I like cooking, and my Wiener Schnitzel is rather famous. When preparing Schnitzel, the most important tool is my favourite, teflon-coated frying pan. Admittedly, the teflon coating itself is not really important to make Schnitzel, but it saves me from having to scrape everything else from the bottom of the pan. This makes my coated pan pretty much the only one that is permanently in a usable state, if you know what I mean.
One of the cool things about teflon-coated frying pans is that they usually come with a warranty of at least five years. In my case, for each frying pan, after about three years, the following things happen: I notice that the teflon coating is damaged, so I plan to return the pan to the household supply store where I had originally bought it.

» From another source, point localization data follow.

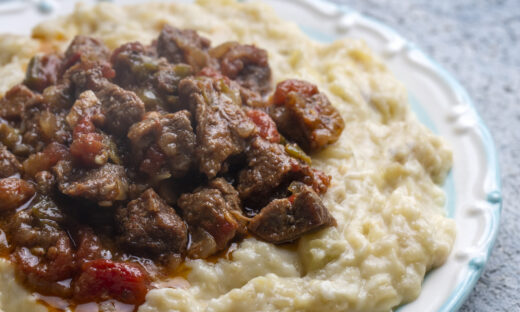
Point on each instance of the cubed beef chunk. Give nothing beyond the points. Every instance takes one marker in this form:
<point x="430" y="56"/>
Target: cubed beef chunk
<point x="246" y="64"/>
<point x="284" y="220"/>
<point x="14" y="192"/>
<point x="84" y="49"/>
<point x="58" y="97"/>
<point x="88" y="75"/>
<point x="183" y="46"/>
<point x="269" y="166"/>
<point x="150" y="227"/>
<point x="45" y="182"/>
<point x="222" y="126"/>
<point x="46" y="159"/>
<point x="103" y="185"/>
<point x="42" y="71"/>
<point x="12" y="138"/>
<point x="42" y="126"/>
<point x="170" y="136"/>
<point x="122" y="107"/>
<point x="265" y="125"/>
<point x="87" y="106"/>
<point x="9" y="164"/>
<point x="16" y="100"/>
<point x="215" y="209"/>
<point x="44" y="254"/>
<point x="305" y="115"/>
<point x="153" y="79"/>
<point x="89" y="246"/>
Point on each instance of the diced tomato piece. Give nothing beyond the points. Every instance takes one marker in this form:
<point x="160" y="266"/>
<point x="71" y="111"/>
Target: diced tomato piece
<point x="266" y="126"/>
<point x="104" y="279"/>
<point x="293" y="85"/>
<point x="14" y="192"/>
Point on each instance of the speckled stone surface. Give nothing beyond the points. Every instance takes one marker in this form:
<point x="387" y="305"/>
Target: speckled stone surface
<point x="478" y="41"/>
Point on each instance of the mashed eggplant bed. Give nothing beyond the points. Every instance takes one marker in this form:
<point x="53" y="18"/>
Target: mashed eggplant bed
<point x="210" y="157"/>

Now at least one of the following conditions arise: I cannot remember in which store I had bought the pan, and I cannot find the invoice.
Why do I need an invoice to return the pan in the first place? First of all, it serves as proof that the pan is from the store. Second, based on the date of the invoice, they are able to determine if there is still warranty on the pan. But why do I need to bring the invoice? The store must have the same information on record, if only to be able to make correct fiscal statements.
Retrieving the correct invoice is a daunting task, however. If the records are kept on paper (which is not unlikely, even today), browsing binders sequentially is pretty much the only way to find the correct invoice. If I don't remember the exact date, nobody knows where to start (in my case, I usually do not even manage to remember the year, so that would mean a lot of pages to flip through).
Even if the shop keeps their data in a (relational) database, the question is whether their software allows them to ask a question like"please list all invoices from 2010 where somebody anonymously bought – possibly among other things – a certain frying pan" (we are still blatantly ignoring the fact that, for sure, somebody will have bought one of these frying pans in 2010, but the question remains whether that was me). On the technical side, creating an SQL statement to retrieve the desired information would be a matter of minutes.
So regardless of whether the application provides us with the required access path to the data, we can put the ad-hoc reporting capability of a relational database to good use. (Within the scope of this article, let us just assume that every household supply store usually happily hands out database credentials to anonymous customers and provide them with shell access to their database server).
What if they used a NoSQL technology? They seem to make storing of data easier, for example, because they are, or at least claim to be, schema-less. Retrieving data, however, is only easy if you stick to the access paths that the system was originally designed for. In other words, NoSQL technologies force you to store the data in a format that closely matches the format that you are planning to retrieve. If you know what you are designing the system for, NoSQL can be a quick win.
As soon as "strange" new requirements come up, like asking who had bought a certain frying pan back in 2010, the effort involved in creating a solution might overcompensate the original benefit of getting started more quickly. Hand-writing a query would probably still be rather easy for a flat data structure, but if we are dealing with a complex object hierarchy, it becomes increasingly difficult to do so. Remember: sequentially searching through all records or objects is something that always works in theory. In practice, we know that we need to avoid scanning at all costs, because it kills performance and it does not scale.
Since most web applications are both read-intensive and are changed frequently, a solution that saves on time-to-market in the short run, but increases maintenance effort by requiring more work to incorporate new requirements, is usually not the best choice.
Since nobody really knows what the future holds, the only way to deal with the problems described above is to create an architecture that does not depend on certain technologies, but abstracts from them: a certain component persists data, and provides you with ways of retrieving that data again. You will have to figure out how before you can choose a solution, and this decision should only be based on the functional and nun-functional requirements of your application.
Just using technology X, Y, or Z as a data store and hoping that the access paths this technology offers – in conjunction with the data formats used – will be sufficient to build a scalable and performant application and put you on a road with a dead end. I know because I have been down that road, and came to a stop right in front of that "dead end" sign.
And yes, I really should keep an indexed record of all my hardware, instead of just throwing all invoices into one box.